Montana Cannabis Control Division Authorization To Release Information Form

Securely manage your data privacy by mastering this essential authorization form for sharing your cannabis license or medical records with trusted third parties.

The Authorization to Release Information form (Version V2 5/2023) is a critical privacy document managed by the Montana Department of Revenue’s Cannabis Control Division (CCD). In an industry heavily regulated by strict confidentiality laws, the state cannot simply hand over your sensitive data—whether it is your personal medical marijuana card history or your business license details—to just anyone who asks. This form acts as your official “permission slip,” granting the Division legal authority to discuss your specific account details with a designated third party. This is most commonly used by business owners who need to prove their license status to a bank for a loan, or by medical patients who need a caregiver or power of attorney to access their records. It is vital to understand that this form has a specific, limited scope: it is strictly for sharing information. It does not grant the third party any power to make decisions, manage your business, or act as a controlling beneficial owner. It simply opens the door for communication, ensuring that your private data is only shared with the people you explicitly trust.

How To File This Form

Unlike many other state forms that require physical mail, the Cannabis Control Division has streamlined this process for digital submission.

  1. Email: Once you have completed and signed the document, scan or save it and email it directly to DORCCD@mt.gov.
  2. Revocation: Remember that you can revoke this permission at any time by submitting a written request, giving you full control over your data access.
How To Complete Montana Cannabis Control Division Authorization To Release Information Form

How To Complete The Form

Authorizer Declaration
The form begins with a personal declaration statement.

  • Name of individual completing form: Print your full legal name on the first blank line. This statement formally declares that you are authorizing the Cannabis Control Division to release your account information.

Third-Party Information
This section identifies who is allowed to receive your information.

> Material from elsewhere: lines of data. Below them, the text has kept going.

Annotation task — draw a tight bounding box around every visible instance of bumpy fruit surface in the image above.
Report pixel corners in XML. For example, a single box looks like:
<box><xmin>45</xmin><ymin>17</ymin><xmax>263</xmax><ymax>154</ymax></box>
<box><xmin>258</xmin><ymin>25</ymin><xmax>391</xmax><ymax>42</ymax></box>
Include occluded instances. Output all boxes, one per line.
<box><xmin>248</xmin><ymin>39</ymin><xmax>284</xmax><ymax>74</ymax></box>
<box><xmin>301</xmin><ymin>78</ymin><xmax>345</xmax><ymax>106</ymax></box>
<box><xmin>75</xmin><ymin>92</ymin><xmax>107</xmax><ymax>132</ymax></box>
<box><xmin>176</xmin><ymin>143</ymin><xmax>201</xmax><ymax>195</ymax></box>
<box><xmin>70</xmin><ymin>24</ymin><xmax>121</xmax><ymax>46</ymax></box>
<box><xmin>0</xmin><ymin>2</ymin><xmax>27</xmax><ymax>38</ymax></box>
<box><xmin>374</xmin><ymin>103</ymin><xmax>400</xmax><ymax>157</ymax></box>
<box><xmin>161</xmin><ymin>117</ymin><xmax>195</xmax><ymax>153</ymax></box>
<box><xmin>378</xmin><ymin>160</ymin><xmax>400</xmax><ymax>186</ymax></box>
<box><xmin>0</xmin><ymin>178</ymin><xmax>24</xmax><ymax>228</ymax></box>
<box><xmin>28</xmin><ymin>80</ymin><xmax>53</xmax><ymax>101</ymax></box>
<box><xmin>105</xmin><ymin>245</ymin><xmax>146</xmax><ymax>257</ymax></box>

  • Name: Enter the full name of the person or organization (like a bank or law firm) you are trusting with your data.
  • Relationship to me: Describe how you know this person (e.g., “Banker,” “Attorney,” “Spouse,” “Caregiver”).
  • Address: Provide the full mailing address of this third party.
  • Email Address: Enter the email address where the Division can send digital records.
  • Fax Number: If applicable, provide their fax number.

Communication Method

  • Information should be sent via: Check all the boxes that apply to how you want the data delivered. Options include Mail, Email, Fax, or Phone Conversation (if you just want them to be able to talk to the Division).

Scope Of Release
This is the most important section where you define what information can be shared. Check the box that matches your needs:

  • Sharing medical card account information: Select this if it regards your patient status.
  • License account information for banks: Select this for business banking needs. (Note: The standard info shared here includes “good standing” status, ownership details, and license/site locations).
  • Medical history for power of attorney: Select this for legal representation regarding your health records.
  • Sharing license account information: Select this for general business license data sharing.
  • Other: Select this if your request doesn’t fit the categories above.
  • Description Box: If you checked “Other” or need to clarify exactly what data to release, write a detailed description in the blank space provided.

Expiration Date

  • Authorization Expiration: By default, this permission expires one year from the date you sign it. If you want it to end sooner or later than that, write a specific date on the line provided.

Signature And Contact

  • Signature: Sign the document yourself.
  • Date: Enter the current date.
  • Printed Name: Clearly print your name again to ensure legibility.
  • Phone Number: Enter your direct phone number.
  • Street Address: Enter your personal or business street address.
  • City, State, ZIP Code: Complete the address details.

Important Warning

  • Disclaimer: Read the final note at the bottom. It reminds you that this form is only for releasing information. Do not try to use it to add a manager, owner, or financial interest holder to your license; those actions require different administrative forms.